Otro artículo más sobre lo que ya se ha trasformado en «tema único»? No lo pretendo, la verdad. Todo lo que rodea a la cuestión catalana, tengo la sensación, empieza a pesar más en nuestras mentes que a preocupar o alertar. El continuo goteo de noticias, la inasequible verborrea que a muchos delata, solo deja espacio al cansancio. Únicamente aquellos capaces de posicionarse sin ambages, y a los que no les importa que la ideología invada su cotidianeidad, parecen mantener viva la llama de una confrontación que no es tal.

No quiere decir esto que al resto nos valga una higa. Porque no es así. Pero simplemente restarle cierta pasión ayuda a enfocar mejor todo lo que (seguro) va a venir con el falso cierre que augura la fantochada del domingo primero de octubre.

Hace unos días, en respetuosa conversación entre amigos (no exenta de ímpetu, eso sí), alguien defendía que no se debe ceder a la tentación de medir de forma distinta las mentiras de ambos lados. Bendita equidistancia, cuando puede mantenerse. La moderación y el diálogo acaparan flashes en nuestra sociedad, pero no deben cegarnos. Seguro que en este caso no hay buenos y malos absolutos, pero sí hay un lado que miente y manipula, con la conciencia de estar haciéndolo y sabiendo que usan un (poderoso) instrumento al servicio de sus intereses. Dos claves rápidas: mienten porque pueden (impunidad) y porque es útil para sus propios intereses (tergiversación).

Dice Javier Marías en Tu rostro mañana, que «las mentiras son mentiras, pero todo tiene su tiempo de ser creído». Dejando de lado que citar al «heredero» Marías ahora puede ser hasta subversivo, dado el discurso oficial (en redes) que lo demoniza, su sentencia es tan potente como certera. Y me da que estamos en ese tiempo: en el de la predisposición a creer(nos) mentiras.

Lo dije arriba y lo cumplo, olvidemos por un momento Cataluña. Llevamos un par de años desayunándonos noticias sin salir de nuestro asombro. Las encuestas no funcionan, los oráculos desvarían, lo que parece seguro ya no lo es ni por asomo. ¿Ejemplos? Desde el brexit a Trump. De la orgullosa xenofobia de Le Pen en Francia al pavoroso ascenso de la ultraderecha al Bundestag berlinés. O Austria. O Holanda. O el «no» en Colombia a un proceso sin trasparencia. En Grecia, Syriza y Amanecer han hecho desaparecer toda la clase política anterior.
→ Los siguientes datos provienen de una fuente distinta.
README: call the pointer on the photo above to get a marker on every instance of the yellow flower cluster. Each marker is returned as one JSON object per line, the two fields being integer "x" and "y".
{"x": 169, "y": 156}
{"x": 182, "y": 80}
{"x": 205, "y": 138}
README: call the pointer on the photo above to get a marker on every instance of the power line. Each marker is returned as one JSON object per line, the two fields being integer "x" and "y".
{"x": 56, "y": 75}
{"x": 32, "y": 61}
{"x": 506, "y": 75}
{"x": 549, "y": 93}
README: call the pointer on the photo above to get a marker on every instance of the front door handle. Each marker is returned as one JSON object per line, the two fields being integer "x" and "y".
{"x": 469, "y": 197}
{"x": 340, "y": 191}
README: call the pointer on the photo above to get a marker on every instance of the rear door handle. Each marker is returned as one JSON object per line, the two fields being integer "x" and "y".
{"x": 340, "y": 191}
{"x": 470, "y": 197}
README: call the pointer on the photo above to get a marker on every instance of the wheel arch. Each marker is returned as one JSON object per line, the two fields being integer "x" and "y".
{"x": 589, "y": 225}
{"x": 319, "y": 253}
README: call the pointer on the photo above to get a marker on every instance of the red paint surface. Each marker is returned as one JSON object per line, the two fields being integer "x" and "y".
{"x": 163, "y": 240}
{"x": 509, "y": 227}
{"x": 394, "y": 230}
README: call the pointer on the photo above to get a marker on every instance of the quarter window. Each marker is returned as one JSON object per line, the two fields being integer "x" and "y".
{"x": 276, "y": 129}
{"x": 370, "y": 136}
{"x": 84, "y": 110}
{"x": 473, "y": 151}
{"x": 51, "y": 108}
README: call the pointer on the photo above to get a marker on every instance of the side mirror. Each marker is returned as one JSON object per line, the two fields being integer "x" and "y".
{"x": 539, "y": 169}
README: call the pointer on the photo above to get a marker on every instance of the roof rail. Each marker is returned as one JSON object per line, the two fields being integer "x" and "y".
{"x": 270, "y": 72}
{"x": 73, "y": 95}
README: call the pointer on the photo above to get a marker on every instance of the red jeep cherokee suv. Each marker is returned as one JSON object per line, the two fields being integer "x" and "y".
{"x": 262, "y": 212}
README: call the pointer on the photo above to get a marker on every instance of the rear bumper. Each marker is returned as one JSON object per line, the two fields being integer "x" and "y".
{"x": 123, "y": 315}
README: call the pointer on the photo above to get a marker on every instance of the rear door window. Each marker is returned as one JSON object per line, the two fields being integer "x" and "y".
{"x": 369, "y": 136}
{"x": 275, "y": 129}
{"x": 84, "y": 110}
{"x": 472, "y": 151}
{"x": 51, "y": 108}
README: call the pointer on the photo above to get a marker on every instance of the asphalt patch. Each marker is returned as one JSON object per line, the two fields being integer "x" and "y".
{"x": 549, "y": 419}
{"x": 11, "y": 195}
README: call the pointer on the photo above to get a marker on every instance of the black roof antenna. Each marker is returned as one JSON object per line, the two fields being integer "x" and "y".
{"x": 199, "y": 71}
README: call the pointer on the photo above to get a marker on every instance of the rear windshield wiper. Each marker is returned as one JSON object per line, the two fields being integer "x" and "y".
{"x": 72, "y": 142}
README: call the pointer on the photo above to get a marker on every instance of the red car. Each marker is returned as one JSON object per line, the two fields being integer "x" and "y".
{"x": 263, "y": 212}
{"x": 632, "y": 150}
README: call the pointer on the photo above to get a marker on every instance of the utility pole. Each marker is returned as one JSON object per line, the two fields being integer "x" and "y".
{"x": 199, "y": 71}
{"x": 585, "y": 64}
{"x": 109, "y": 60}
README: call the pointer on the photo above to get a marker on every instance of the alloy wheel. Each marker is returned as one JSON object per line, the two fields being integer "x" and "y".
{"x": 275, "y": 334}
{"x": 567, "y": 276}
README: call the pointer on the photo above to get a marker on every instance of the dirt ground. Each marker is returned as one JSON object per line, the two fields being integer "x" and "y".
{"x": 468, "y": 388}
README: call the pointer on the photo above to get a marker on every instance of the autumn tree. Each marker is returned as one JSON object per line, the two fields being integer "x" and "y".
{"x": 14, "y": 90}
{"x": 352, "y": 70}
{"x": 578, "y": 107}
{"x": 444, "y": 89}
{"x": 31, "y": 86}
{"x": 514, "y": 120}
Y en España, Podemos armó en un tiempo históricamente breve un instrumento político en el que confían más de 5 millones de personas.

A todo esto, claro, podremos llamarle casualidad. O calificarlo como una corriente, temporal, rabiosa y destinada, como todas las estrellas fugaces, a consumirse de la misma manera efervescente en la que ha nacido. Podemos hacerlo. Claro. Pero no hay peor ciego que el que no quiere ver.

También se puede optar por la vía de la descalificación. No está mal tirado: en el fondo, todos estos movimientos dejan de lado la ideología para construirse sobre las mismas bases. Sus propuestas son habitualmente un batiburrillo en la que se mezcla, sin pudor y solución de continuidad, la apelación al pueblo, la creación de un enemigo grande y opresor y la promesa de un Valhalla en la tierra. Alguno hasta dirá que mienten (mirar arriba). Con conciencia: impune y pragmáticamente.

¿Nos quedamos ahí? No. Si estos movimientos surgen y crecen es porque hay una falla en el sistema. Nos guste o no, grandes porcentajes de la población mundial ya no creen un orden que les ha abandonado. Y no hablamos de capitalismo ni de economía. Es algo más profundo, una quiebra en el sustento de todo el entramado: la confianza en que funcionaría.

Y debajo de eso lo que queda es miedo. Un miedo personal e intransferible, común a todos los que deciden abrazar los extremos, el populismo, el nacionalismo redentor. Miedo al empeoramiento de las condiciones de vida, miedo a la inseguridad de no saber dónde se sitúa el futuro. Miedo a tener miedo, atacados y culpabilizados. Miedo a que fracase una sociedad del bienestar en la que confiaban y que han visto violentado y saqueada por los mismos que pretenden inocularles ahora el temor a las promesas nuevas.

Quizás usted lector o yo mismo, no. Pero a su alrededor hay mucha gente dispuesta a que ese suelo que se mueve bajo sus pies tenga mejor base. Terreno abonado a aquellos que, sin escrúpulos, quieran explotarlo.